Clear, structured content with semantic HTML
JSON-LD schema for context
Descriptive headings that work standalone
MDX or Markdown for clean parsing
llms.txt for crawling guidance

The overlap:

Most optimizations help both. Clean structure, semantic HTML, and proper metadata benefit all consumers.

When to Invest Where

Immediate priorities:

JSON-LD schema for articles and site structure
Semantic HTML throughout your site
Proper heading hierarchy
RSS feed with full content
Basic llms.txt file

As you scale:

Comprehensive schema for all content types
Advanced structured data for products, events, etc.
Programmatic sitemap generation with priorities
Content optimization for featured snippets
A/B testing for LLM citation rates

Don't bother with:

Over-optimization for keyword density (works for neither)
Hiding content from crawlers (harms both)
Duplicate content with minor variations
Thin content pages for SEO gaming

What I Learned

The web has two audiences now and they want different things.

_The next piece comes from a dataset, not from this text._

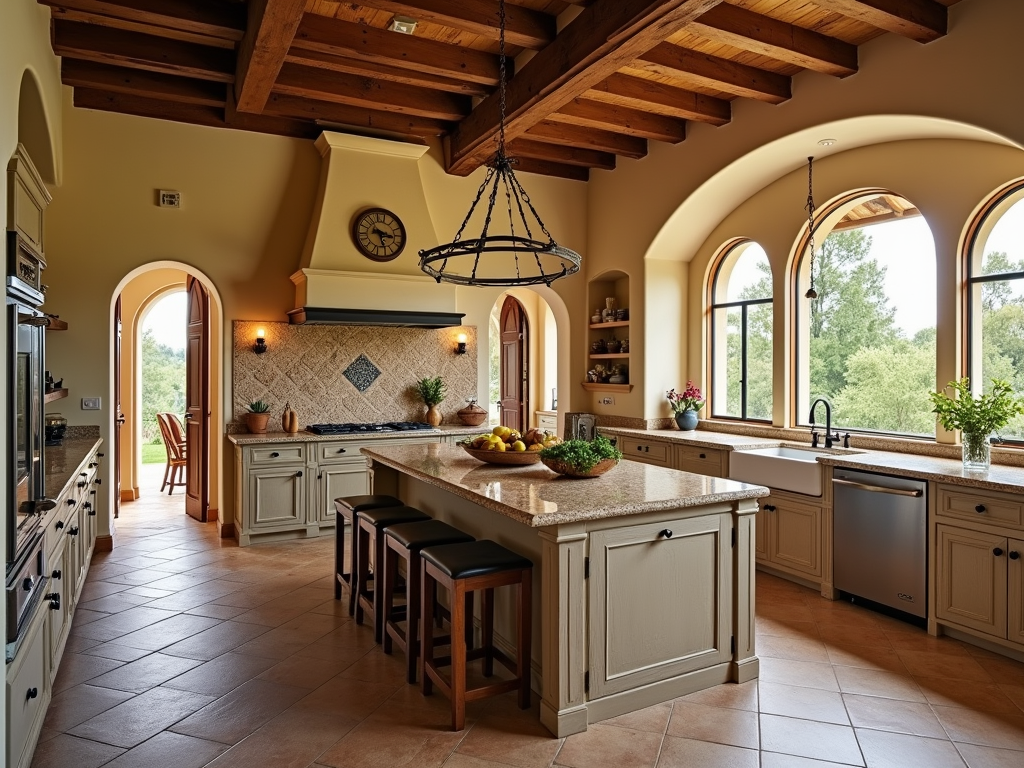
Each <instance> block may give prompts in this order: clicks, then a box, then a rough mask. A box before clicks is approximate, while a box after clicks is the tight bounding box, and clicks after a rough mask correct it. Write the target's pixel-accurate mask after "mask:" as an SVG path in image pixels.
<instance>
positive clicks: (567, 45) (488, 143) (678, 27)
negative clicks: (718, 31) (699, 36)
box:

Search engines still care about links, speed, and social signals. LLMs care about structure and clarity.

But the fundamentals align. Clean semantic HTML helps both. Good structure helps both. Clear hierarchy helps both.

JSON-LD feels like extra work until you realize it makes your content citeable. When ChatGPT references your article with full context, that JSON-LD is why.

llms.txt is early but worth implementing. You're giving crawlers a map instead of making them explore blindly.

The shift to optimize for AI feels like SEO all over again. New rules. New crawlers. New ways to think about content.

But unlike SEO's black-box algorithms, LLMs want what humans want: clarity, structure, and context.

Make your content clear for humans. Add structure for machines. Both audiences win.